Another important application of MSPI is in the field of biomedical imaging. Bio-tissue is usually scattering with strong polarization and wavelength dependence. For example when linearly polarized light illuminates the skin, part of it is backscattered by dermal layers and rapidly depolarized by birefringent collagen fibers [2]. The birefringence produces phase retardation between light polarized along the collagen fibers and the light polarized perpendicular to their long axis. The properties of the scattered light are therefore polarization dependent and as the scattering increases the chances that a photon loses its original polarization state are high. As the photon penetrates deeper into the tissue it will experience more and more scattering events, hence the depolarization depends on the penetration depth. The penetration depth and amount of depolarization depends on the wavelength of the incident light. Hence, there is strong polarization and wavelength dependence of light polarized from the skin. It is possible to distinguish such backscattered light from the total diffusely reflected light that is dominated by light penetrating deeply into the dermis by means of the different polarimetric spectral imaging and polarized spectroscopy.
In order to apply the MSPI method to industrial and biological applications such as those described above it is necessary to employ a compact tunable element that can select each wavelength in a narrowband (<20 nm full width at half maximum (FWHM)) and fast speed (<30 msec) sequentially and to be able to control its polarization state.
Mechanisms of polarized light scattering from different tissues and tissue phantoms are well established now, based on in vitro studies. Parameters such as depolarization depth (DD), retardance, and birefringence have been studied both theoretically and experimentally. Polarized light traveling through different tissues (skin, muscle, and liver) depolarizes after a few hundred microns. Highly birefringent materials such as skin (DD=300 μm at 696 nm) and muscle (DD=370 μm at 696 nm) depolarizes light faster than less birefringent materials such as liver tissue (DD=700 μm at 696 nm).
In a simplified manner one can distinguish between two components of linearly polarized light scattered from the skin.
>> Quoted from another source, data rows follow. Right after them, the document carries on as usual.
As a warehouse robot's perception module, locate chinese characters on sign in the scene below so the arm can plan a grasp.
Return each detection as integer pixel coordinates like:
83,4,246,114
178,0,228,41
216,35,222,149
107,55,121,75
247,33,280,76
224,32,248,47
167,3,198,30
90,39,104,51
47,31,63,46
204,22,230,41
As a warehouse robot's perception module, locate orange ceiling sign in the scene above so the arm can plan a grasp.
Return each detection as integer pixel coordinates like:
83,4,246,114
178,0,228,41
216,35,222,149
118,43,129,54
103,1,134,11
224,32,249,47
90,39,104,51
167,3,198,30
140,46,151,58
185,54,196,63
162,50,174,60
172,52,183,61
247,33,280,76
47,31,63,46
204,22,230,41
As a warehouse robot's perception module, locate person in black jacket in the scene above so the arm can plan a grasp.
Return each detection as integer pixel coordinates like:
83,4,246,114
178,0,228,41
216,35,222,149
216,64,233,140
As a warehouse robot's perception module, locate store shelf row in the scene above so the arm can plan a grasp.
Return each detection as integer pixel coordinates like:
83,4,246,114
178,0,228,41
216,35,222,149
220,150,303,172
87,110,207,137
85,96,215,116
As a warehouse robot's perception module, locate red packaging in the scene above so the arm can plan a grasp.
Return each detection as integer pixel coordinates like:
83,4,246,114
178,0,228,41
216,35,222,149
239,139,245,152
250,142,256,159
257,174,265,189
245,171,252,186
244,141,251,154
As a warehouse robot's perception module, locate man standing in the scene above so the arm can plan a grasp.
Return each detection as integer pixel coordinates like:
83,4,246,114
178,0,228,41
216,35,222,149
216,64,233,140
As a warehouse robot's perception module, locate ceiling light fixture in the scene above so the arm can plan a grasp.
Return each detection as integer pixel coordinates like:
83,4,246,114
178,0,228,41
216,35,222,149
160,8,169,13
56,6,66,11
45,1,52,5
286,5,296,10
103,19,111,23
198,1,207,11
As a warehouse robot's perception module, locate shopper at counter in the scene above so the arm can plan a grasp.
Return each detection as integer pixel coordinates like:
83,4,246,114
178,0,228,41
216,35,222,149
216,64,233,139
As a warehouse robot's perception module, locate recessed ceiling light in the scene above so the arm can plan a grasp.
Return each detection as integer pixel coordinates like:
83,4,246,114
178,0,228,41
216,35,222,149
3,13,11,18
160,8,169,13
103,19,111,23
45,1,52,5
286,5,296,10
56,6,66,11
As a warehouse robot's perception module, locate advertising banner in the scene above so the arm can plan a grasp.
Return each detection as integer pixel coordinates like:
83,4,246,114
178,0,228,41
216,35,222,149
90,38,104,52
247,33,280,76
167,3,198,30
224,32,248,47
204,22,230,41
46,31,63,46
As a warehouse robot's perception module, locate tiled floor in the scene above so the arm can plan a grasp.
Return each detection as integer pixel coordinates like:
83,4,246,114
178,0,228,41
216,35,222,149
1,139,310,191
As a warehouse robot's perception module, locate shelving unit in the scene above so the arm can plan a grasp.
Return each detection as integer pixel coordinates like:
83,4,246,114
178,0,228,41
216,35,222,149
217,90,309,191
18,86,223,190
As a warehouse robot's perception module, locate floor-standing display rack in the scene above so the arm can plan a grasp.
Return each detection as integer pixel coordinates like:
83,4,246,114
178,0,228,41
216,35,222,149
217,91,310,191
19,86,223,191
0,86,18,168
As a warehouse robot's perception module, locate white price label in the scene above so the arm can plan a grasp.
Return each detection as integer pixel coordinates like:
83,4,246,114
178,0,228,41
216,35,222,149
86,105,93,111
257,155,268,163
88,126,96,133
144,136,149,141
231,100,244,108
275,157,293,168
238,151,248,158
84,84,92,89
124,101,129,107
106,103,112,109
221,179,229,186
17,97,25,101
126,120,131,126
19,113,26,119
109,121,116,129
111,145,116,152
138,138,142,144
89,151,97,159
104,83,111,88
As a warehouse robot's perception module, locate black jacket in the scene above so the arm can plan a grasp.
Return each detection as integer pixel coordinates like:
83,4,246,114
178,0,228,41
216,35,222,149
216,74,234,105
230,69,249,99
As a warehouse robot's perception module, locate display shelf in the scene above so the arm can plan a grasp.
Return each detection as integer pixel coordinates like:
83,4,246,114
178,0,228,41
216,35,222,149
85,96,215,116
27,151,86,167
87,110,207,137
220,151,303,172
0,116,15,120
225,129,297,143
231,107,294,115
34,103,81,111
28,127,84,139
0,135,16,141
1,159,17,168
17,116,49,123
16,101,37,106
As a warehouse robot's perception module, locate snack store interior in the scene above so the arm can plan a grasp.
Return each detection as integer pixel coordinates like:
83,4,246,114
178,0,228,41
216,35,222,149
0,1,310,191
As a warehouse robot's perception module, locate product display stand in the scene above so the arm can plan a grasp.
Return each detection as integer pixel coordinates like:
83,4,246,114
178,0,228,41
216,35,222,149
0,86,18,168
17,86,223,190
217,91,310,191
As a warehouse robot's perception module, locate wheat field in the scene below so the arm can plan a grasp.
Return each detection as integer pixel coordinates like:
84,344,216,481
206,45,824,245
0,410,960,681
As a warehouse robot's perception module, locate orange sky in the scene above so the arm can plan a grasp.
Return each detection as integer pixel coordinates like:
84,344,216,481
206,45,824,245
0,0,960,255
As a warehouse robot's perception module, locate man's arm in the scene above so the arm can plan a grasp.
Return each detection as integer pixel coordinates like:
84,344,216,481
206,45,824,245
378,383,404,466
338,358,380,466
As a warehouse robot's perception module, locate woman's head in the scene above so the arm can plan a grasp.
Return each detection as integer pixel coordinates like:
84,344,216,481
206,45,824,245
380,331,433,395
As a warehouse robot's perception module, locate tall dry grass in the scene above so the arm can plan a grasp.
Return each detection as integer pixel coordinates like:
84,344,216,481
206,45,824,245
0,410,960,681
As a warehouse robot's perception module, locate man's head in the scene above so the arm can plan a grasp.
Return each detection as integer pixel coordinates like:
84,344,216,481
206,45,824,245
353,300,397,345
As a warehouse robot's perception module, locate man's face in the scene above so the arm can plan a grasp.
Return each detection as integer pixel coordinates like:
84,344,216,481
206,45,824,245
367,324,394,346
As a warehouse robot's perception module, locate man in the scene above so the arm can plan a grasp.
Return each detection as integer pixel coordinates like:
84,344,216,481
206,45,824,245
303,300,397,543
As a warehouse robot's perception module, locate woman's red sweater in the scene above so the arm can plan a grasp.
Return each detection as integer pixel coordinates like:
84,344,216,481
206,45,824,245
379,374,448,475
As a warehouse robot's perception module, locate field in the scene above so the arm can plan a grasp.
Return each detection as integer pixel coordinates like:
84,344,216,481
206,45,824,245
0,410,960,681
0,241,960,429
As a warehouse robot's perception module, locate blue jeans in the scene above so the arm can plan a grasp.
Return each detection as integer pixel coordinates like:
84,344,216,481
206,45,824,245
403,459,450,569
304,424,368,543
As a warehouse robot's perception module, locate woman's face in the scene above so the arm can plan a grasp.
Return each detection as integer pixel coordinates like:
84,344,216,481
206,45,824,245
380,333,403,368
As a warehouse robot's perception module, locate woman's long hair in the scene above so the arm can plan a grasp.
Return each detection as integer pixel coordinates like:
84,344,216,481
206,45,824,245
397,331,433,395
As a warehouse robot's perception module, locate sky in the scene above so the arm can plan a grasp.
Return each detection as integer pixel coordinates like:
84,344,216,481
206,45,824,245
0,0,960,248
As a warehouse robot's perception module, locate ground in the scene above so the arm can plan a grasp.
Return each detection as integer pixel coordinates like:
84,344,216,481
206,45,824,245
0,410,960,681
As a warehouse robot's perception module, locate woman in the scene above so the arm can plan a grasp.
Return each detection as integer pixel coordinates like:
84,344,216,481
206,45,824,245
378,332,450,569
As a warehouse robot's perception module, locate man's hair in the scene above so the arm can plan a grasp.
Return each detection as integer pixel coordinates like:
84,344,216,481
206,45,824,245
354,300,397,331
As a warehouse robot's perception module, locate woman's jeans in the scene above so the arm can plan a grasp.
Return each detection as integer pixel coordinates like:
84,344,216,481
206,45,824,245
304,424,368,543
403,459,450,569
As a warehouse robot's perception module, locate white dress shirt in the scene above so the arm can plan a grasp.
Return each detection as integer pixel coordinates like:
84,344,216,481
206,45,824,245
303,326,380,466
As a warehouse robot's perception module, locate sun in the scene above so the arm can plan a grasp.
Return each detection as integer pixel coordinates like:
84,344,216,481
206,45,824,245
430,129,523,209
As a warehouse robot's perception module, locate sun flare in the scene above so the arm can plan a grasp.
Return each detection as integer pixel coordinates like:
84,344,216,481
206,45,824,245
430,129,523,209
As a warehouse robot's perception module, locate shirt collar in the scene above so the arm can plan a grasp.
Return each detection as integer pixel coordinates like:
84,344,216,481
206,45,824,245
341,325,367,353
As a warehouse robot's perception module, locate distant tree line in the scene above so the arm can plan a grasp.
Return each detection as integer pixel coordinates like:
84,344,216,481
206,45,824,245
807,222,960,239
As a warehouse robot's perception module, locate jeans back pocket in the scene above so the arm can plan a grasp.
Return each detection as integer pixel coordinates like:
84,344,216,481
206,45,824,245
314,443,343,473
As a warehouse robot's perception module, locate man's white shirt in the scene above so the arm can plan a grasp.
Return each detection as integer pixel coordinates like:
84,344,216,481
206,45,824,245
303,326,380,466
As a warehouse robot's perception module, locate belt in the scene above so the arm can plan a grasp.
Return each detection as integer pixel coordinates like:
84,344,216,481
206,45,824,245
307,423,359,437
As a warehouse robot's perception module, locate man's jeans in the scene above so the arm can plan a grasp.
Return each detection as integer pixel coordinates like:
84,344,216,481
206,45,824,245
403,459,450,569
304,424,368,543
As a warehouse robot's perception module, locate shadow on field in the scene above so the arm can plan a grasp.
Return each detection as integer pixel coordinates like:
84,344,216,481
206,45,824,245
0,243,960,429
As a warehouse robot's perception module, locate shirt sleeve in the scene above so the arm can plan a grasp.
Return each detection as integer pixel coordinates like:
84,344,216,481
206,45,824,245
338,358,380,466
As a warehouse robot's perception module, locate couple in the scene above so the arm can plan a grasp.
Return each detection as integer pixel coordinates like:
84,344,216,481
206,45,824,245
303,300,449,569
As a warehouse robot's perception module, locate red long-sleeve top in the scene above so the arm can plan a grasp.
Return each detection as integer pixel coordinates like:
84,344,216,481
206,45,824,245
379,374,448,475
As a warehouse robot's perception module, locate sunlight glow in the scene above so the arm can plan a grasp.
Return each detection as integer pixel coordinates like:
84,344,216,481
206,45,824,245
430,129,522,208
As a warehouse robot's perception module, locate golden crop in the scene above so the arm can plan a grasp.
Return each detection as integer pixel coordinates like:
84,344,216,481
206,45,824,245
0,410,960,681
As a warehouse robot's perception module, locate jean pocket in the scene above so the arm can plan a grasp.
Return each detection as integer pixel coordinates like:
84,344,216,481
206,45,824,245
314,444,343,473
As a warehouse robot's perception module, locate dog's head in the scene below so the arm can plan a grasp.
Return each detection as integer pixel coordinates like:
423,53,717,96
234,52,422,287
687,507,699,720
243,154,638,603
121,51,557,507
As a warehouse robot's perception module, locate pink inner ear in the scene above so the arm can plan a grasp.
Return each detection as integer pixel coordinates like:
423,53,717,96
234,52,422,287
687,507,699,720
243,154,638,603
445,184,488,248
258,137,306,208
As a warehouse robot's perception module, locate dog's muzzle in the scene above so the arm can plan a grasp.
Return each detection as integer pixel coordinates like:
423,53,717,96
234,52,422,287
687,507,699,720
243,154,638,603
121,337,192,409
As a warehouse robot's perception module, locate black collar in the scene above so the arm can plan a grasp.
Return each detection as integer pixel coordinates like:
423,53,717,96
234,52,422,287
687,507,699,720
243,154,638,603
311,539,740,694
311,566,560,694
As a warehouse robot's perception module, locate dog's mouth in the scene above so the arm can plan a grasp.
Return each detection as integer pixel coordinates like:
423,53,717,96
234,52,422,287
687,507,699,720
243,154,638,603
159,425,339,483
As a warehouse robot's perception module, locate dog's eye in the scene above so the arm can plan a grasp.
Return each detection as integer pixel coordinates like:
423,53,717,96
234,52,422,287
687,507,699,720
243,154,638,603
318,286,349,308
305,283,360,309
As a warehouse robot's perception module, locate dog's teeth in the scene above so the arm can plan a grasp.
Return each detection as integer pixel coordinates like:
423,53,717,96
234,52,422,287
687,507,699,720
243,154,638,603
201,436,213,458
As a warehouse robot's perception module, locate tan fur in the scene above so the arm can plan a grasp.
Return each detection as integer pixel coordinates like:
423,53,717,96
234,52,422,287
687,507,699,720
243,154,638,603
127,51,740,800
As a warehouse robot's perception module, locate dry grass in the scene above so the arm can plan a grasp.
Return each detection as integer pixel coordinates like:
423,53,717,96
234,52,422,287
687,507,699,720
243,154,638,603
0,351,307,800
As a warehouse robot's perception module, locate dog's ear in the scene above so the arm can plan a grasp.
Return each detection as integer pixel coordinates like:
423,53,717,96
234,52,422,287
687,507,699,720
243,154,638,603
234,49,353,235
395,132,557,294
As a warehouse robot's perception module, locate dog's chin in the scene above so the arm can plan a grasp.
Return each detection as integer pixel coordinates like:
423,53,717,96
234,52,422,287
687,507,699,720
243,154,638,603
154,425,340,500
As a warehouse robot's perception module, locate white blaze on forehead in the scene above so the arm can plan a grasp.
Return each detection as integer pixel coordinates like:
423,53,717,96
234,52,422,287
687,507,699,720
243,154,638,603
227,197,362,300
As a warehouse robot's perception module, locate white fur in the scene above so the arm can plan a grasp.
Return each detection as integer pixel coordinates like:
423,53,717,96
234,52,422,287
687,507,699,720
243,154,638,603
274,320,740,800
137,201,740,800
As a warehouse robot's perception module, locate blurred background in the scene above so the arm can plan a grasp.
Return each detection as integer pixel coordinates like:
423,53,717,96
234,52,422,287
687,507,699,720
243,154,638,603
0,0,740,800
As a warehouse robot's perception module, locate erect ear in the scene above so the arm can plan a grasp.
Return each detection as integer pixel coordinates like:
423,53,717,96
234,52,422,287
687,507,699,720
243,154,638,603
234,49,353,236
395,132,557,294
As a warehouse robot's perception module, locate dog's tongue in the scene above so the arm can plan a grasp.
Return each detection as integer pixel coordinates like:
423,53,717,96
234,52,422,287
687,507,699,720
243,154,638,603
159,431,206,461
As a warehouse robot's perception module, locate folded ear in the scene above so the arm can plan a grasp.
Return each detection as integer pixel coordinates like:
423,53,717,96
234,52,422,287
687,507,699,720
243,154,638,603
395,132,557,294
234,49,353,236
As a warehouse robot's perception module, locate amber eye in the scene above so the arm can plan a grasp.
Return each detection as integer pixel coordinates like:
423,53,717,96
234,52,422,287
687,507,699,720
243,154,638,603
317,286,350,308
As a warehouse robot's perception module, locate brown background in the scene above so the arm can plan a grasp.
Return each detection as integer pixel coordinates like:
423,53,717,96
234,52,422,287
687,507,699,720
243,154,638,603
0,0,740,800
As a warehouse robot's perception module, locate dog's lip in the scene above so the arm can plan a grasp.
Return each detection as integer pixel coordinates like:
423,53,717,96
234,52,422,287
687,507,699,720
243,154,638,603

The first, which maintains the polarization of the incident light, is the regular (specular) reflection that comes predominately from the surface of the skin. The second component undergoes multiple scattering from the various skin layers, and is therefore depolarized. Hence, using polarizers, one of the components can be eliminated, and consequently enhances either superficial topography (wrinkles, fine lines, pores) or subsurface structures (pigmentation, erythema, infiltrates, vessels) of the skin. The wavelength dependence of the DD provides another degree of freedom to modify and study. The research group of the present inventor has built a spectropolarimetric module that either uses two wavelengths with two polarization states or multiple incident linear polarizations at two different wavelengths [3,4,5,6]. However in that module the analyzer was fixed and the illumination was hitting the tissue asymmetrically.
It is therefore a purpose of the present invention to provide symmetric illumination, a compact tunable element that can select each wavelength in a narrowband and fast speed sequentially and to control its polarization state both in the input and at the output.
It is another purpose of the present invention to provide imaging apparatus that comprises the tunable element.
It is another purpose of the present invention to provide diagnostic and inspection methods of using the apparatus comprising the compact tunable element in industrial and biological applications.
Further purposes and advantages of this invention will appear as the description proceeds.